ようやく上向きになった日本経済に対する試練なのか、浅間山噴火・台風・新潟地震と天変地異に見舞われた2004年だった。自然の脅威だけではなく、戦渦の治まりそうにもないイラク。緊張高まるアジア情勢。見渡せば安閑としていられるはずもないのだが、海外旅行や滞在が飛躍的に自由になった今、思い立って気軽に語学留学・長期滞在することはたやすい。
しかし、仕事や生活の基盤を移すと直面することになるのが「そこにあって当たり前のもの」から切り離されることだ。子供の頃、ごく普通にあったご近所のお世話・お助けネットワーク。ことさら気にかけなくても維持できた家族のイベントや絆。
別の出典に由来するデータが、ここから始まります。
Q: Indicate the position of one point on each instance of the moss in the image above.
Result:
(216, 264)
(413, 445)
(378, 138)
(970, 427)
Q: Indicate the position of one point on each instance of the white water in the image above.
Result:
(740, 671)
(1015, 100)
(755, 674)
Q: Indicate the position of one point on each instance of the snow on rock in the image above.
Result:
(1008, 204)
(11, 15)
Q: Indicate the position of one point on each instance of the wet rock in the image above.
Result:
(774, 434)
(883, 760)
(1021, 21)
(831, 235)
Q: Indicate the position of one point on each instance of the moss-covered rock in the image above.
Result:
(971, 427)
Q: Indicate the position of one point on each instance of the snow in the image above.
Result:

それが海外で暮らすと「守るべきもの」や「創り出すもの」に変わる。そこから新しい一歩を踏み出して世界が開けるのであるが、日本に暮らし続けていると、余計な摩擦を起こさぬよう、ものごとが滞りなく進むよう神経を使う。しかし、日本では当たり前のようでも海外ではそのような消極的な態度でいると何も生まれてこない。誕生日でさえ自主企画・自主運営でなければ祝う事ができないのがドイツなのだ。誰かにしてもらうことを待っていればいつまでたっても何も起こらない。(「誕生日パーティー」)肝心なのは一歩を踏み出す勇気であることを思い知らされる。(「友達が出来た!」)
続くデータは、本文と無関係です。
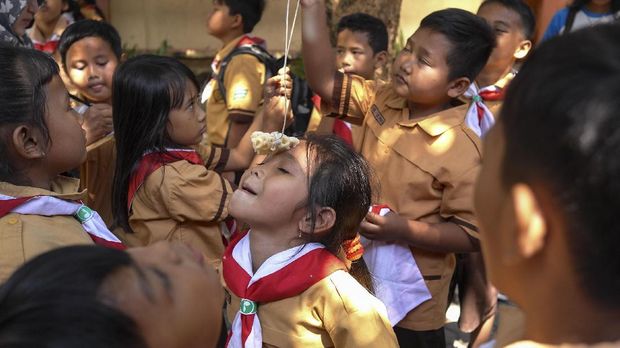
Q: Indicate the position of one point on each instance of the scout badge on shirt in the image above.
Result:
(398, 281)
(283, 275)
(52, 206)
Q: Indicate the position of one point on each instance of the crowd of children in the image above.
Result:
(123, 221)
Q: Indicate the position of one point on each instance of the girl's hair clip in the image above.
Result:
(271, 143)
(353, 248)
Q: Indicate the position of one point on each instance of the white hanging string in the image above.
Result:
(288, 38)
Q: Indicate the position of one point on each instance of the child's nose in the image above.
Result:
(406, 65)
(33, 6)
(201, 114)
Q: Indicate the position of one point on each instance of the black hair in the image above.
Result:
(372, 26)
(562, 133)
(471, 37)
(89, 28)
(341, 180)
(251, 11)
(145, 89)
(55, 300)
(75, 8)
(579, 4)
(24, 73)
(520, 7)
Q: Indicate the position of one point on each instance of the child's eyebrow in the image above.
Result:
(165, 280)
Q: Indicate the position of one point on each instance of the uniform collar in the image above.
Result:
(435, 124)
(62, 187)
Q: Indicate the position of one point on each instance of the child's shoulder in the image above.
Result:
(340, 289)
(62, 187)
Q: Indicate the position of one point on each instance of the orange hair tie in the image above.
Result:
(353, 248)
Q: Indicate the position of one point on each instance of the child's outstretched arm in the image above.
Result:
(318, 54)
(444, 237)
(269, 119)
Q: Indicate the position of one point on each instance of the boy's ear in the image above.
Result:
(458, 86)
(325, 220)
(237, 22)
(530, 222)
(380, 59)
(523, 49)
(28, 142)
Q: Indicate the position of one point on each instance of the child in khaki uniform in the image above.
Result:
(166, 187)
(229, 116)
(513, 23)
(425, 158)
(39, 209)
(361, 49)
(291, 283)
(90, 52)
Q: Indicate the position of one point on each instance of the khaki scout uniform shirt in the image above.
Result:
(185, 202)
(23, 237)
(426, 169)
(335, 312)
(97, 175)
(532, 344)
(244, 80)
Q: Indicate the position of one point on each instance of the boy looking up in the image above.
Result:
(361, 49)
(90, 52)
(230, 116)
(424, 156)
(513, 23)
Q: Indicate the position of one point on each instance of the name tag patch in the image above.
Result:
(377, 115)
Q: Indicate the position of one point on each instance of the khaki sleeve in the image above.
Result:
(354, 320)
(214, 158)
(457, 202)
(194, 193)
(352, 98)
(244, 80)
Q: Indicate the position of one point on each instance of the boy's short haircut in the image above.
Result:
(528, 21)
(250, 10)
(562, 131)
(370, 25)
(89, 28)
(471, 37)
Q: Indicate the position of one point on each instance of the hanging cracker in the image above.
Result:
(271, 143)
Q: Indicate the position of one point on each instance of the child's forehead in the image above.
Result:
(90, 44)
(431, 40)
(360, 36)
(496, 12)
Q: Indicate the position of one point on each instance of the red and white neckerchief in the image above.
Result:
(399, 284)
(152, 161)
(283, 275)
(49, 46)
(52, 206)
(479, 118)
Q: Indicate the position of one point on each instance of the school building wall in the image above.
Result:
(182, 23)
家族・友人・文化の時間・家族のイベントが多い分、家族の絆が強くなるが、故郷はどこにあるのか?それはお母さんのいるところ、だという作品(「私の『お母さん』のいる国」)には海外で暮らすすべての人が内なる故郷を抱きつつ、新しい生活を創造しているのだ、と実感できる。
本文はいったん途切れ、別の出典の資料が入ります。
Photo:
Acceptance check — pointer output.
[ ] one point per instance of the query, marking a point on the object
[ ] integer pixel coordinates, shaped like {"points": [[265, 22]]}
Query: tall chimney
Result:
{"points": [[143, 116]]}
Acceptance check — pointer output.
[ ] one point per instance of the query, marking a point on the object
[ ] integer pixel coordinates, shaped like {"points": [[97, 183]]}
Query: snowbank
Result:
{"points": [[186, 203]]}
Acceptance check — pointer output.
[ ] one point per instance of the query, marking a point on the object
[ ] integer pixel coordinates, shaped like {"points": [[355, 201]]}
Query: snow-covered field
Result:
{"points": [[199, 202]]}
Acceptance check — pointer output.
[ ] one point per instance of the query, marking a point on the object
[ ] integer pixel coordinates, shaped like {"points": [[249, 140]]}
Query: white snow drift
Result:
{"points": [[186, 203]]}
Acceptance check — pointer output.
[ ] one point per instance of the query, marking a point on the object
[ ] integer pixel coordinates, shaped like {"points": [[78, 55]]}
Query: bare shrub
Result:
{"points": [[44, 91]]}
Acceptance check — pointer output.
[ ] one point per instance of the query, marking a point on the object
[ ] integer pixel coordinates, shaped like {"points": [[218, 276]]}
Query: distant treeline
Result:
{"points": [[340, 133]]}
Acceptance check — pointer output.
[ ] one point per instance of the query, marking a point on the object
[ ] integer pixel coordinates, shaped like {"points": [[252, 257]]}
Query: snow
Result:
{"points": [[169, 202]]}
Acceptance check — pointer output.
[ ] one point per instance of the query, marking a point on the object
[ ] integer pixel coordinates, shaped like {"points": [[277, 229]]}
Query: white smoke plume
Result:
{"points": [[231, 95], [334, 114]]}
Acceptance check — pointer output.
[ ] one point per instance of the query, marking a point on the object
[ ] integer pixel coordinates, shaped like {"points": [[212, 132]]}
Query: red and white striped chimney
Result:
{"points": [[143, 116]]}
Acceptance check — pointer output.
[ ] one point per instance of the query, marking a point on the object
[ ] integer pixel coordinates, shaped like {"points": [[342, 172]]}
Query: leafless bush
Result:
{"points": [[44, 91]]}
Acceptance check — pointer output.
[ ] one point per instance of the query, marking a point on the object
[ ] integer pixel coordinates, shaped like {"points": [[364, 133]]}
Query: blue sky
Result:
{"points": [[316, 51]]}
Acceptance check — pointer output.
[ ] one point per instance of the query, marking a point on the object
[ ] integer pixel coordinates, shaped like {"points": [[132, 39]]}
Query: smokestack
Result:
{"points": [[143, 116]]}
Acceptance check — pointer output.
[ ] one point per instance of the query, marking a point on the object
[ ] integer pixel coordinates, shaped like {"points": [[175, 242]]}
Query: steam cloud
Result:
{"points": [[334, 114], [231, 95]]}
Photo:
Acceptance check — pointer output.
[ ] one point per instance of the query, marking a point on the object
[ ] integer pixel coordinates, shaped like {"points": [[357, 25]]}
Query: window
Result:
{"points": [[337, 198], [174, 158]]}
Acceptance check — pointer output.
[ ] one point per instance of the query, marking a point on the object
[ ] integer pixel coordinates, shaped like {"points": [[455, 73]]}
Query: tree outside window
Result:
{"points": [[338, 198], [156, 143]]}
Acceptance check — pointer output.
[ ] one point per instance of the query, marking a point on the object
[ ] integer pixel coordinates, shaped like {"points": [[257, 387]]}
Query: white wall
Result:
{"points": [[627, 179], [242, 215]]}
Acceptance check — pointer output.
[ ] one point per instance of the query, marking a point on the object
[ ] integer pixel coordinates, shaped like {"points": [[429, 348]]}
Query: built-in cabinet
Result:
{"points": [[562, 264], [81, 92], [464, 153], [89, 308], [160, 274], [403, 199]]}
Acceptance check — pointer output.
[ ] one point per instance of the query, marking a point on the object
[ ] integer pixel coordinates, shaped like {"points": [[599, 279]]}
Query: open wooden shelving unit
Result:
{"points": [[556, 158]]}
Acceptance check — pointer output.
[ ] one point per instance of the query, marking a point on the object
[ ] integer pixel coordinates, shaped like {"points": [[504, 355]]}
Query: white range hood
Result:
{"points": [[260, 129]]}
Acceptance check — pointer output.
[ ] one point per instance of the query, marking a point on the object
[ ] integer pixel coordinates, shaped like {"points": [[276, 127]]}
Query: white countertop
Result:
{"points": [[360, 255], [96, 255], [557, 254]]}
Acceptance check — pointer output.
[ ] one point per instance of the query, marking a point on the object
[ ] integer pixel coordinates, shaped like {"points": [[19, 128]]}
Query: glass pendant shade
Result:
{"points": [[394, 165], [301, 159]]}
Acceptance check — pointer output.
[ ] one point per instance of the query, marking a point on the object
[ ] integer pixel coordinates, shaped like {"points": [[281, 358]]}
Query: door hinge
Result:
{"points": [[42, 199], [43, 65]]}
均質的なモノカルチャーの中で恵まれて育った世代は、真面目で純粋な分、多彩な価値観・生き方に気づくのが遅く、あって当たり前のものから切り離される不安も尽きない。しかし、昔よりはるかに海外の知識も情報もあり、語学力も仕事もあるのだ。多分、足りないのは生活者としての能力だ。人とかかわる技術といってもいいだろう。しかし、反面、気づいたときのショックとインパクトは強い。貧しくても他人を気にかけてる心の余裕に触れたとき、自分に足りないものが見えてくる。(「心の余裕」)
今回数多く寄せられたエッセイの中で最年少の16歳の戸谷花菜さんの「音楽の花」には、日本でミスをしないよう、競争と練習で造花のように干からびていた音楽を心から楽しむことの大切さが感動的に描かれていて、根付いて花開く予感を感じさせてくれた。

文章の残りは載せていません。